Hairballs: Cats do a lot of grooming. In this process, the hair passes through their digestive tracts. But sometimes, the hair becomes stuck in the stomach and is expelled as hairball. This is normal and the best reason to brush your cat regularly.
Grass & Other Things: Whether the culprit is grass, plants, or other small non-food items, vomiting up undigestible items is important. By getting these things out of their system, there can be no worrisome problems with their digestive tracts.
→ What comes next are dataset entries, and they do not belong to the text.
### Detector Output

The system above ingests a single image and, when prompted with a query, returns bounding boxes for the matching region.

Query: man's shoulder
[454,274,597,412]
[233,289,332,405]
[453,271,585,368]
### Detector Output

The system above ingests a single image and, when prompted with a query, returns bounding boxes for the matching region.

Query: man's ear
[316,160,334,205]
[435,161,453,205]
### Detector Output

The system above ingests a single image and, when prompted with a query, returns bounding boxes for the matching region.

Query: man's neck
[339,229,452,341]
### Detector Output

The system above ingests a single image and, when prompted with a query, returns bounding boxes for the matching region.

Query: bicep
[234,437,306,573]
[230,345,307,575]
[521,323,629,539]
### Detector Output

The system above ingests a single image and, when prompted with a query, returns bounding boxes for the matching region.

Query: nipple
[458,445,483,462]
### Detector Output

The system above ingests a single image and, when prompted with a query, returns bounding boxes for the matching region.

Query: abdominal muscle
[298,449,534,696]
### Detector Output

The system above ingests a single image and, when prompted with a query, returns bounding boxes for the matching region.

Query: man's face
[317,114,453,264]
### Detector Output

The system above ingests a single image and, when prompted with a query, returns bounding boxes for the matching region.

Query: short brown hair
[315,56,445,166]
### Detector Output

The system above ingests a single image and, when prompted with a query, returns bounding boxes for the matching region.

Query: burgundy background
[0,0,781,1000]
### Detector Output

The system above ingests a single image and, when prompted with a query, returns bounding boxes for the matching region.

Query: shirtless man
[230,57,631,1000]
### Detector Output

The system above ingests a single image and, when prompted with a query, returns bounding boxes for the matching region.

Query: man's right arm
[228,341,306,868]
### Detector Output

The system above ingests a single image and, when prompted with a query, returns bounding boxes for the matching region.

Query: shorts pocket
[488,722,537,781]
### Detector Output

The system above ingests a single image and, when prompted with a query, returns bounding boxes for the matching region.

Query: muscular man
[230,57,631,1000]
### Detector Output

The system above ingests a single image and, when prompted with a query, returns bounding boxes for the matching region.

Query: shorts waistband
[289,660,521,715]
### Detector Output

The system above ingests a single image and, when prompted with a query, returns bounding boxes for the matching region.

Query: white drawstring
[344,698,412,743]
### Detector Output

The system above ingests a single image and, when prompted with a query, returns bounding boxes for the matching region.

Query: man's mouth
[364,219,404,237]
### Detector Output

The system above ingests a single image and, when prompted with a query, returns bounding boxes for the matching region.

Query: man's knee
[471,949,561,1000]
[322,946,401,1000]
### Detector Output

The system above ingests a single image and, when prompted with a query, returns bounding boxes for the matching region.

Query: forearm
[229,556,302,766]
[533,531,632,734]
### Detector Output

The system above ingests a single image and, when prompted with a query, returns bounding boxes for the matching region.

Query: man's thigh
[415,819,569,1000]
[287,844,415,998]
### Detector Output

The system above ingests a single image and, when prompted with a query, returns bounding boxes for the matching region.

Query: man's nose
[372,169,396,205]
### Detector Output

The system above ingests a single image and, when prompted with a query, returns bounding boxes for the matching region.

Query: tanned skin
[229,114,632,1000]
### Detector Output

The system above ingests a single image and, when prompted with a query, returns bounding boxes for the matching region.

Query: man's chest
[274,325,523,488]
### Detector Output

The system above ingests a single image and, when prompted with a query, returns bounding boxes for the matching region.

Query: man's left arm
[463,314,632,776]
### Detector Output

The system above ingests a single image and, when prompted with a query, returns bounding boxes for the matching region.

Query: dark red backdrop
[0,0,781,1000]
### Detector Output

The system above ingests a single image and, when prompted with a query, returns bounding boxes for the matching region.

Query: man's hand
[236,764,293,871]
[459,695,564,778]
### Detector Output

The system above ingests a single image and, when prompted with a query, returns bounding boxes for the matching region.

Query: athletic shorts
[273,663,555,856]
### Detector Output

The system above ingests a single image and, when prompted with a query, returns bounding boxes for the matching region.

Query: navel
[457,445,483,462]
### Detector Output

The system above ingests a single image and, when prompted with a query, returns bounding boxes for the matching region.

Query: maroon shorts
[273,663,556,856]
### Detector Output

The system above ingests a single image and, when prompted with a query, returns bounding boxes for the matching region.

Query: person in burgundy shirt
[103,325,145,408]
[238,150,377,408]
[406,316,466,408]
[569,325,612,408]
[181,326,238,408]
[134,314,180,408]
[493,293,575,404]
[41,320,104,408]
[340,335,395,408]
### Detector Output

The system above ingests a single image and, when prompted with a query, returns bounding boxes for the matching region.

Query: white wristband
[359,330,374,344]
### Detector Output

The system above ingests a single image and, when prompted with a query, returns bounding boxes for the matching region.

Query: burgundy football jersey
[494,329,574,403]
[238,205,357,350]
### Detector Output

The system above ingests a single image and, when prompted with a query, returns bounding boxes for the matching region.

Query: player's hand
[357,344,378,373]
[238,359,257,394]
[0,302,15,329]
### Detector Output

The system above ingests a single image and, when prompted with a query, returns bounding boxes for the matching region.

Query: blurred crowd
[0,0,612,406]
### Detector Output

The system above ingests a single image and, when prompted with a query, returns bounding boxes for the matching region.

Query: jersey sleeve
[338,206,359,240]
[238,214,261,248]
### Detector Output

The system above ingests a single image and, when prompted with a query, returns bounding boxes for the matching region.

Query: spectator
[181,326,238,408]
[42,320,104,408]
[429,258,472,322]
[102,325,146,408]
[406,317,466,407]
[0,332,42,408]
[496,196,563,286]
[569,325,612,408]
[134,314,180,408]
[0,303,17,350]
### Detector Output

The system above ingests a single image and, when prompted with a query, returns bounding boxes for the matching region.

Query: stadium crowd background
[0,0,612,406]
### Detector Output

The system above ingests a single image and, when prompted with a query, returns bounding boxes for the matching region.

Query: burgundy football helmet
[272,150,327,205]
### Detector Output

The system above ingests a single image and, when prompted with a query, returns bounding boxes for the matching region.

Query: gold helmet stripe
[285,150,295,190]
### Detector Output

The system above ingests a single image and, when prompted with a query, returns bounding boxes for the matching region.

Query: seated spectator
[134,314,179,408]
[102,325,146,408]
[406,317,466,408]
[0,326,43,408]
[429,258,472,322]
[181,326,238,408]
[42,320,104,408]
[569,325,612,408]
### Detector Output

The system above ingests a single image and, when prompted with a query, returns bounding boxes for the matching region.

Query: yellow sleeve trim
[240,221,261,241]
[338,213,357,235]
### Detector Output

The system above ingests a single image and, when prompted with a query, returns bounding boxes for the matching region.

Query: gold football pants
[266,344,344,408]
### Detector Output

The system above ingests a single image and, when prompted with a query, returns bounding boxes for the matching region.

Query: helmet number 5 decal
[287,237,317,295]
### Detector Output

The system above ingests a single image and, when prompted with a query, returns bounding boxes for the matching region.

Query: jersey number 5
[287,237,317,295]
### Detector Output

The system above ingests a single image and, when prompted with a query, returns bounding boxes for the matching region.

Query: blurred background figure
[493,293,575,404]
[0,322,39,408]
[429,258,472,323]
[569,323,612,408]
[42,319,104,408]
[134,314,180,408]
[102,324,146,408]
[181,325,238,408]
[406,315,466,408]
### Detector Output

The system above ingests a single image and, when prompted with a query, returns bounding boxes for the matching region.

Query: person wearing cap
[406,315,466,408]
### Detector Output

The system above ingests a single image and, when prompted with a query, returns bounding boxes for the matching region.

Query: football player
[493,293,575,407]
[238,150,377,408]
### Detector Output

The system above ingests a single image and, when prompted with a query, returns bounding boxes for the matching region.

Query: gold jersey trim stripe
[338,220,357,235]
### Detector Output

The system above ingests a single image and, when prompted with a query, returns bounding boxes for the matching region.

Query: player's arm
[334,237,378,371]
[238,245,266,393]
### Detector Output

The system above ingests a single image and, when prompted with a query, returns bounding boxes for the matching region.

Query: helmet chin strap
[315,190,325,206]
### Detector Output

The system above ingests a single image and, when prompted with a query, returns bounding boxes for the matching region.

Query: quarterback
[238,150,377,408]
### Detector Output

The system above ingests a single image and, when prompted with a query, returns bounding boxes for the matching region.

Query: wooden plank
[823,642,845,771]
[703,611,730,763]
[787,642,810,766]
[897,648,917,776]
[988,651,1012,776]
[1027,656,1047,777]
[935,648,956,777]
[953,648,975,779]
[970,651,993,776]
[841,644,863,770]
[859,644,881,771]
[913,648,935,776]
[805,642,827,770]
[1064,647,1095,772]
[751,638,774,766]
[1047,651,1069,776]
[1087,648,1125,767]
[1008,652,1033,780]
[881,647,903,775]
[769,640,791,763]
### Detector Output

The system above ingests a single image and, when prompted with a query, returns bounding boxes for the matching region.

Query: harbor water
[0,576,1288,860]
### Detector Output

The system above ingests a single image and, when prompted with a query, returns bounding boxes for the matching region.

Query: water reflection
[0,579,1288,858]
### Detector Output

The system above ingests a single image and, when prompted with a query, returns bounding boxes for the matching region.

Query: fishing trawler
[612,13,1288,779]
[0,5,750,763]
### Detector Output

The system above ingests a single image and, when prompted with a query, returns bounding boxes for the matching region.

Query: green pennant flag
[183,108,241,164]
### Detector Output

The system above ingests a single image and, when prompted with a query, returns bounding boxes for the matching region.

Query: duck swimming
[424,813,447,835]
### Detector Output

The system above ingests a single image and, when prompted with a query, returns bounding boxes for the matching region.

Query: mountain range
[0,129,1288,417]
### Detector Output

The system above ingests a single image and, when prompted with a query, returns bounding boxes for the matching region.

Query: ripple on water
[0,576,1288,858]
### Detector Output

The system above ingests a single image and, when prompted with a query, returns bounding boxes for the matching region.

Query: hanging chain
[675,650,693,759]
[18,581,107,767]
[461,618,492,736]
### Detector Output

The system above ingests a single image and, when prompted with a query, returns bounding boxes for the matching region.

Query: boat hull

Food Allergies: Believe it or not, food allergies are very common in cats. Cats can be allergic either to the protein or the carbohydrate content of their food. Your vet may need to help you play detective to figure out what needs to be eliminated from their diet.
Scarf & Barf: As mentioned, this is a result of overeating. This is not abnormal behavior. When cats lived in the wild, they were opportunistic eaters, consuming as much as they could, when they could. This has translated over the centuries, becoming especially noticeable in multi-pet households where there is often competition to get to the food.
Overeating can lead to obesity, liver disease, diabetes, and other health concerns. Certain breeds are more likely to overeat. Certain medications will also produce increased appetites, so make sure the cat’s blood is tested for medical causes. If you notice constant begging along with the overeating, the cause could be behavioral. You may want to consult a feline behaviorist, but first, try the options listed below.
Hand-in-hand with eating too much is eating too quickly. Again, competition with other pets in the house can be the cause. This condition presents its own unique set of problems. When cats devour their food without taking the time to chew or digest, they can choke. They can also develop gastritis, an inflammation of the lining of the stomach.
- 1.Separate, small meals. Instead of feeding once or twice daily, try smaller amounts more frequently. Free feeding is simply not working for these bingers.
- 2.Obstacles that block the way. If Kitty has to eat around a golf ball, or other obstacle, it will take her that much longer. Or, look for those new bowls that have raised areas designed particularly to prevent eating everything at once.
- 3.Socially distanced food. Place the kibble or canned food on a plate where it can be disbursed across a large area. This way, she can only eat a mouthful at a time.
- 4.Work for Your Supper. Food dispensing toys make Kitty do the work to get to her food. Some toys drop the food, one kibble at a time, into food dishes in the form of mazes where she must then search for the food. Just make sure this stays fun, and doesn’t become too much work. You don’t want her to become frustrated and shy away from her food, which is certainly not the point.